In this sense, the representative FAO in Latin America and the Caribbean He claims that the institution makes a “great effort for family farming” because it represents 80% of the field-level work base and because it “guarantees quality production.”
In fact, 2019 marked the start of the United Nations Decade of Family Farming (2019-2028), which aims to reaffirm the effectiveness of these family businesses in hunger eradicationfood security and sustainable development, especially in rural areas.
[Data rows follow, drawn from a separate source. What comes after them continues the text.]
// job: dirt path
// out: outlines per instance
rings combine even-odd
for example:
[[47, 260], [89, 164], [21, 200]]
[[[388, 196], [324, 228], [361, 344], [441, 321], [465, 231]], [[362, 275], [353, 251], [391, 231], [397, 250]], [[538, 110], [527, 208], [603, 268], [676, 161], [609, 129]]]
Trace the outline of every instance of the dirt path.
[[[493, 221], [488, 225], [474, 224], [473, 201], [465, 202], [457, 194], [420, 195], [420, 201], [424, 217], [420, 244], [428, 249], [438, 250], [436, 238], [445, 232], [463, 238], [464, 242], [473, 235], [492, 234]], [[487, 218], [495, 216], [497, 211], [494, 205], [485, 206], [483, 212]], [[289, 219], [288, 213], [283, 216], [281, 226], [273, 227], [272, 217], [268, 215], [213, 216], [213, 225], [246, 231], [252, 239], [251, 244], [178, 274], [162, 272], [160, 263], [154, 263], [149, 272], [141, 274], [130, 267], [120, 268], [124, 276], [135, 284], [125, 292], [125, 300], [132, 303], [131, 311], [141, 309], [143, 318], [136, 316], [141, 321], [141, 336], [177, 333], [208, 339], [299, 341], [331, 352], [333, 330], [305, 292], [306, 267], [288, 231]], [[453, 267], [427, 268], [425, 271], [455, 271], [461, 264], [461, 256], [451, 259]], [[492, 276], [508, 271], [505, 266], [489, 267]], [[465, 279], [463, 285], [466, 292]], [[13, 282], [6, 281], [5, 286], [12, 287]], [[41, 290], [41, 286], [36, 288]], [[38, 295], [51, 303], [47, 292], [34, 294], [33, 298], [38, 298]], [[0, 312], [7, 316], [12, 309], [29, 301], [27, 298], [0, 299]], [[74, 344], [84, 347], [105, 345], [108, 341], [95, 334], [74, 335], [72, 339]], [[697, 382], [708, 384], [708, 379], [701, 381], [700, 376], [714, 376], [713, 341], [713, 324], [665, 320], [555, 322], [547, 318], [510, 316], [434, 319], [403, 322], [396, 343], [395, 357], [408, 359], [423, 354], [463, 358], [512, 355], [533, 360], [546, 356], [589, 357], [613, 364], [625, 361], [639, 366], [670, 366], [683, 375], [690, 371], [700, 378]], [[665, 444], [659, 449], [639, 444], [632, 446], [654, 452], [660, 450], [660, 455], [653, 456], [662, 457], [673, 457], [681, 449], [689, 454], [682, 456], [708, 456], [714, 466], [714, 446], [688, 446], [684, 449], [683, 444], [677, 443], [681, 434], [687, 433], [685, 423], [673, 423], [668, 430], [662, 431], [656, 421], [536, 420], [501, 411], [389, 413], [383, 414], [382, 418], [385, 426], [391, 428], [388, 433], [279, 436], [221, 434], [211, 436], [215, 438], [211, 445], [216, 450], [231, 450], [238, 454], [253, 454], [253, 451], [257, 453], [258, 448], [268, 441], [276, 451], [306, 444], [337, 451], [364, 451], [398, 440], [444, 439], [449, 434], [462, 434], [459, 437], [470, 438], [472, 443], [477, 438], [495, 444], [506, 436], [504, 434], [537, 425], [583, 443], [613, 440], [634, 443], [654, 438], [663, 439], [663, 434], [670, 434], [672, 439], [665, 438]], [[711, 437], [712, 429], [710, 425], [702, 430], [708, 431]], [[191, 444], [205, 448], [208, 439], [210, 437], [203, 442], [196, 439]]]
One of the initiatives FAO is considering is to introduce family farming into school canteens so that, starting from short distance production, students “have a lunch guarantee” because “it’s the best way to reason”.
He argues that the lack of protection for family farming “is dangerous” because “if a family farmer’s property is destroyed, he goes straight to poverty linewhere there is no damping.
Another area of work being promoted by FAO is innovation and digitization processes to “do much more for much less” and thus contribute to food safety and development of agriculture.
This commitment to transforming the sector has led to projects such as 1000 Digital Villages, designed to support and help countries improve the use of digital tools in agri-food systems and rural areas.